The ruling by the Supreme Court last year on the constitutionality of the federal health care law, PPACA, may have saved the law itself, but part of that ruling also struck down the Medicaid expansion penalty, leaving the decision up to the Governor of each state whether or not to expand. So, what does that mean? How does it affect implementation of PPACA? Will it affect employers?

First, let’s examine what has happened since the ruling and how Medicaid expansion fit into PPACA. Immediately following the ruling, several states announced they would not participate in the expansion and as of the date this article was written, 13 states have declined or are leaning towards declining. Another 17 have not decided and 20 states plus Washington, D.C. have signed on. The states that have declined cite that Medicaid is already too costly and they don’t trust that the feds will keep up their end of the bargain to provide the funding for the expansion.

Expanding Medicaid was a big part of how PPACA was going to cover a chunk of the 30 million uninsured – the intent was to cover almost half. Originally, it would cover those individuals with incomes up to 138% of the Federal Poverty Level. With states opting out, those who would have been covered under Medicaid will now be left with few options. They can get coverage through an exchange, but it will be too expensive for many even with the government subsidies. This will be the sort of “donut hole” of health care reform. Purchasing coverage on the open market or through an employer (which may or may not be available) may be cost prohibitive.  These individuals will likely continue to access care the same way they always have – either go without, or use emergency rooms for their healthcare needs.  It’s an unintended consequence that will need to be resolved.
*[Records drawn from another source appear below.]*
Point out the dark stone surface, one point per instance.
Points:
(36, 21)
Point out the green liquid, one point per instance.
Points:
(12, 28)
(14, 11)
The concern that is being promulgated in employer and employee benefits circles is that it’s going to cost employers more. The reasoning is this: The individuals who can’t enroll in Medicaid in those states that don’t expand the program will potentially purchase subsidized coverage at a public Health Care Marketplace (“Exchange”). This  in turn could cause an employer to have to pay a penalty.  Under PPACA, an employee eligible for Medicaid would not trigger the Pay or Play penalties that apply when an employee goes to an exchange.

However, let’s take a step back and examine this more holistically. The fear is that because a state does not expand Medicaid, employers are subject to the “Pay or Play” penalty to a projected tune of a billion dollars a year.  But, based on what we know and understand today, employers with 50 or more full time equivalent employees avoid the penalty by 1) offering affordable coverage and 2) offering coverage that meets the “minimum value” standard under the Act. So as long as the employer satisfies these 2 requirements, the employer avoids the penalty if an employee obtains coverage at an exchange AND the employee cannot receive a subsidy through the exchange. That means the only employers who would need to be concerned are those who would already be subject to the penalties for not “playing” in the first place. And for those employers, it does not matter how many employees obtain subsidized coverage from an exchange because it takes only one employee with subsidized coverage for the employer to be subject to the penalty for every employee (minus the first 30, which are waived under PPACA).

There are legitimate concerns in states that have decided not to expand Medicaid. Fewer people will be covered and will not have affordable access to care which will create a burden on the system. But for large employers subject to the employer mandate, they will not be subject to penalty as long as they are offering affordable, minimum value coverage.  How this ultimately plays out in these states will be important to watch as we get closer to 2014.